LoRaWAN has been built from the ground up for the IoT, explained Landsdowne. Revision 1.01 and 1.02 included the ability to join a server. A LoRa device can join the network by sending a request. “The whole standard is based on things being asleep,” he joked. The device assumes someone/something is listening and sends a join request.
Once it receives the security log, it goes back to sleep. The fact that the device does not have to wake up each hour contributes to the low energy consumption, compared with devices that send a signal each hour to ‘check in’.
Devices may be in the field for 10 to 20 years, and updates will be necessary. Maintenance or service updates can be expensive in terms of capital equipment and labour. Over-the-air software updates are the standardised – and cost-effective way - to update, Landsdowne believes.

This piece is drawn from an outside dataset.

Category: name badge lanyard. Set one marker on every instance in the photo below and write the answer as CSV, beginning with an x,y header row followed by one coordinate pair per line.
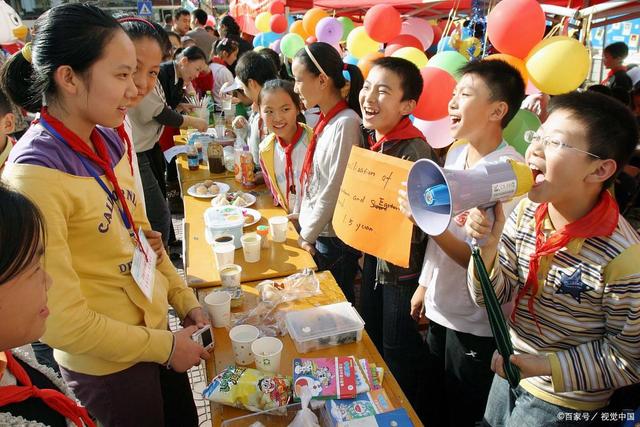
x,y
111,194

Later standards will allow people to connect multiple networks or services and update them, he added.
Like Wi-Fi, the LoRa frequency is open. NB-IoT, however, is based on Intel’s NB-LTE technology and technology from telecoms giants Huawei, Nokia and Ericsson. Users purchase connectivity or bundle services from licensed members to cover a specified area.
Using the LTE cellular infrastructure restricts NB-IoT to outdoor, public networks with which it maintains a synchronous connection.

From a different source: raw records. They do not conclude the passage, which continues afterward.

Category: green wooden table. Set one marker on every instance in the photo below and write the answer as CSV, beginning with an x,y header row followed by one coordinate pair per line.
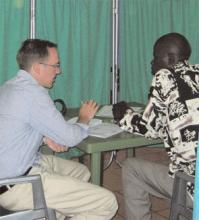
x,y
96,146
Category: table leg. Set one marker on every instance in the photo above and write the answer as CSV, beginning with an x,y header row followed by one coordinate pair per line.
x,y
96,168
130,152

NB-IoT is designed for machine connectivity and is focused on Industry 4.0 applications, said Phil Evans, UK Head of TUV SUD’s Telecoms Group. The group provides testing services, product certification and qualification across industries which include transport, medical and manufacturing. It is deployed within the LTE spectrum and can use frequency resource blocks within a conventional LTE carrier or it can use unused frequency in the guard band between radio bands. The guard band is designed to prevent interference between devices when they are transmitting simultaneously.
According to Rohde & Schwarz’s market segment manager, IoT, Feng Xie, the 3GPP standard, from release 13 will dedicate standards address machine communication, developing and defining features. In a tutorial, he revealed that in release 14, there is a defined maximum transmission power and in release 15, there will be wake-up signal and early data transmission to address the power consumption for IoT devices.
The standard requires 200kHz bandwidth and can therefore run next to existing cellular networks, to benefit from that network’s security and privacy features. This also extends to security measures inherited from LTE, for example the SIM card and embedded security garnered from 2G, 3G and 4G networks.
There are examples of LoRaWANs around the world, from keep track of bicycles in Amsterdam to a smart city pack offered by a South Korean telecomm operator. The LoRa Alliance reports that there are 83 public networks operating in 49 countries around the world. Adoption in the UK is sluggish, although Landsdowne reported that there are small and private LoRaWANs and that the Scottish National Executive has approved LoRaWAN for all public services and hospitals in Scotland.
According to the GSM Alliance, 40 countries are expected to roll our NB-IoT networks in the near future.
Estimates of how many connected devices will be installed varies wildly, from around 13bn to over 75bn in five years’ time. There is agreement that the IoT will continue to grow and that 5G technology will support that growth. New products and services will be developed which could impact edge, cloud and data centres. While N-IoT and LoRaWAN jostle for position, a global, scalable approach is likely to see the most success for operators and consumers.